Emily Stapleton-Jefferis
Littoral (2023)
Ceramic, video
Taking Margate’s rock pools as a starting point, Emily Stapleton-Jefferis has been diving into these fractal worlds; discovering the intricate relationships that lie within, looping and folding back on themselves. The life cycles, metamorphoses and the symbioses serve as a lesson on the limitations of individualism, and as the inspiration for the work displayed here.
Through this research, Stapleton-Jefferis descends back to our watery beginnings and uncovers the materiality we share with marine species. Sponge like creatures living 750 million years ago are the organism from which humans and all other animals evolved. Human bones contain calcium carbonate (chalk), the same material many marine species use to build their skeletons.
This work also gives us pause to reflect on our current impact on many marine species, such as the dissolution and mutation of their skeletons through C02 induced acidification of the ocean.

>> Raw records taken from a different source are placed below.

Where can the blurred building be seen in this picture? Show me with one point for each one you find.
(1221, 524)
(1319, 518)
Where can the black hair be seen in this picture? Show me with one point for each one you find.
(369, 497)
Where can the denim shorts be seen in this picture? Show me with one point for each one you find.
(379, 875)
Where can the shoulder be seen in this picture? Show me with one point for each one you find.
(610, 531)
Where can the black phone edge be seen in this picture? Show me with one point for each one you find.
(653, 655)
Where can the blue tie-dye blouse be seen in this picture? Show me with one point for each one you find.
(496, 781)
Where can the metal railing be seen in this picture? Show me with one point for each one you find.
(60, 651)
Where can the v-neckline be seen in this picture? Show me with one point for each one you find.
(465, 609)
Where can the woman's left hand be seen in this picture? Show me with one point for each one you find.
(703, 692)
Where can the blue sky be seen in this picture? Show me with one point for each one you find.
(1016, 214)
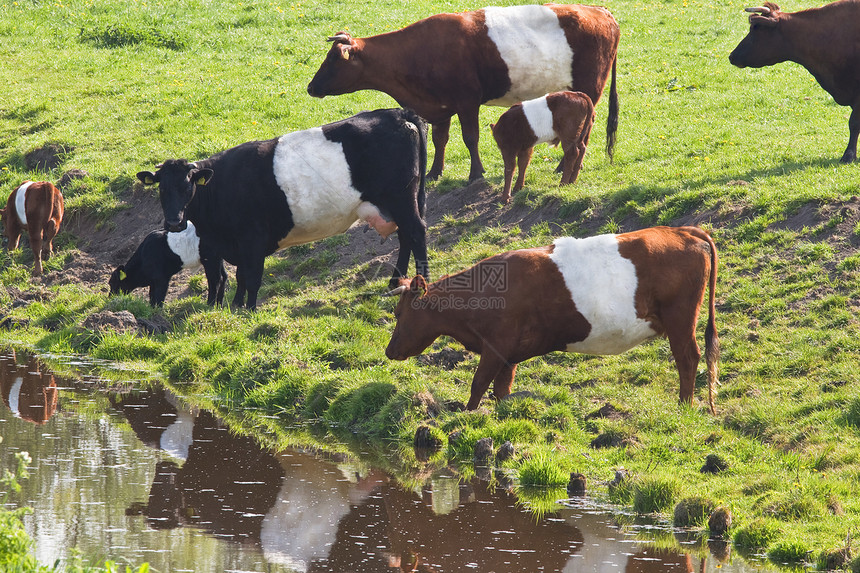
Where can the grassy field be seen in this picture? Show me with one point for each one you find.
(752, 155)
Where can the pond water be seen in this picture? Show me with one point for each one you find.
(138, 476)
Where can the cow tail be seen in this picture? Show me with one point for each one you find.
(422, 159)
(612, 120)
(712, 340)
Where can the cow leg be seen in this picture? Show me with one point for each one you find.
(504, 381)
(523, 160)
(471, 133)
(489, 367)
(254, 280)
(853, 132)
(239, 297)
(213, 268)
(569, 161)
(440, 135)
(510, 165)
(401, 268)
(158, 292)
(222, 285)
(48, 235)
(14, 239)
(36, 246)
(680, 327)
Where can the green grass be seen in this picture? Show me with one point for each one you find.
(750, 154)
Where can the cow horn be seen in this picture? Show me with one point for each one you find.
(397, 292)
(340, 37)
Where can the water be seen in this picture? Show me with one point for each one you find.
(138, 476)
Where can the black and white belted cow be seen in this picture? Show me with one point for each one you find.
(258, 197)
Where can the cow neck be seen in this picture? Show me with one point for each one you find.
(457, 321)
(389, 57)
(810, 42)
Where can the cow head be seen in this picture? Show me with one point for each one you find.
(416, 317)
(342, 68)
(177, 183)
(765, 44)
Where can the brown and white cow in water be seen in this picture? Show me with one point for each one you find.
(561, 117)
(451, 64)
(35, 207)
(599, 295)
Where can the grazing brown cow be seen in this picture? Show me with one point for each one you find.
(451, 64)
(825, 41)
(37, 207)
(599, 295)
(561, 117)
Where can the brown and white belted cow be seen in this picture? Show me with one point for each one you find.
(825, 41)
(451, 64)
(558, 118)
(598, 295)
(35, 207)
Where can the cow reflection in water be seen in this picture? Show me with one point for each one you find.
(289, 504)
(313, 516)
(29, 391)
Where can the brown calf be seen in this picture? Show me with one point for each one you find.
(560, 117)
(599, 295)
(451, 64)
(37, 207)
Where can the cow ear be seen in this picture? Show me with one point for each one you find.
(147, 177)
(202, 177)
(418, 285)
(764, 21)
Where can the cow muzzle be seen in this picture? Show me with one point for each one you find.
(175, 226)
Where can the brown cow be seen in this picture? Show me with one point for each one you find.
(561, 117)
(37, 207)
(599, 295)
(825, 41)
(451, 64)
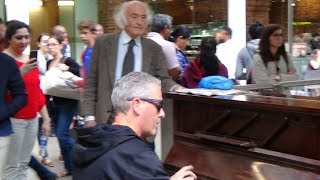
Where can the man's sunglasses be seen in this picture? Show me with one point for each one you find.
(156, 102)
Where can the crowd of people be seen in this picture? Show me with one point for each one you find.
(123, 75)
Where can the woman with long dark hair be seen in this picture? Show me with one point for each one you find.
(180, 36)
(207, 64)
(65, 109)
(272, 63)
(24, 122)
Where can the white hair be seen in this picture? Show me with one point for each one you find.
(119, 15)
(134, 84)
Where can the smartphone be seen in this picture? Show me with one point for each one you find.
(32, 61)
(33, 54)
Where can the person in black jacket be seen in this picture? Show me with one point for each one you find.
(118, 151)
(10, 82)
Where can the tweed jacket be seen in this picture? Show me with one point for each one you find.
(101, 77)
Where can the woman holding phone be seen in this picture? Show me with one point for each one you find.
(24, 122)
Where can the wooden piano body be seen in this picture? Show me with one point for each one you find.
(246, 137)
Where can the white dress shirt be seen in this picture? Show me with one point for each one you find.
(168, 48)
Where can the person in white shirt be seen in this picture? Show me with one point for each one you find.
(159, 33)
(227, 50)
(42, 55)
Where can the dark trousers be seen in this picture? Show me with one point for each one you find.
(42, 171)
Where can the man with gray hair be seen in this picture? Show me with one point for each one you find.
(118, 151)
(160, 31)
(115, 55)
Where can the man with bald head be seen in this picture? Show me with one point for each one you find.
(114, 55)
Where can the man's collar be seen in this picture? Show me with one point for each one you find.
(125, 38)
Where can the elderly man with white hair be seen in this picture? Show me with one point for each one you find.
(115, 55)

Littoral implores us to see beyond individual specimens, to let one’s eyes relax upon the rock pool and witness time slowing, making deep time visible. We are all the same chalk. We are not alone, we are a colony animal.
Credits:
Video co-produced with Jack Alexandroff
Emily Stapleton-Jefferis looks to inspiration from the biological, botanical and geological, zooming in on the overlooked or unseen, extracting the wonder, beauty and strangeness that exists just out of sight. By re-contextualising the macro and micro of the natural world she aims to provide an escape from the anthropocentric perspective humans are locked within. She hope this transformation of the viewer carries an ecological message of kinship with even the strangest incarnations of life.
She has exhibited her work alongside fellow artists in a range of venues in the Uk and abroad including at the British Ceramics Biennale in Stoke-on-Trent. She has previously undertaken artist residencies on the Packington Housing Estate in London, at The Leonora Carrington Museum in Mexico, at Hogchester Arts in Dorset, and at The Kunstlerhaus in Germany.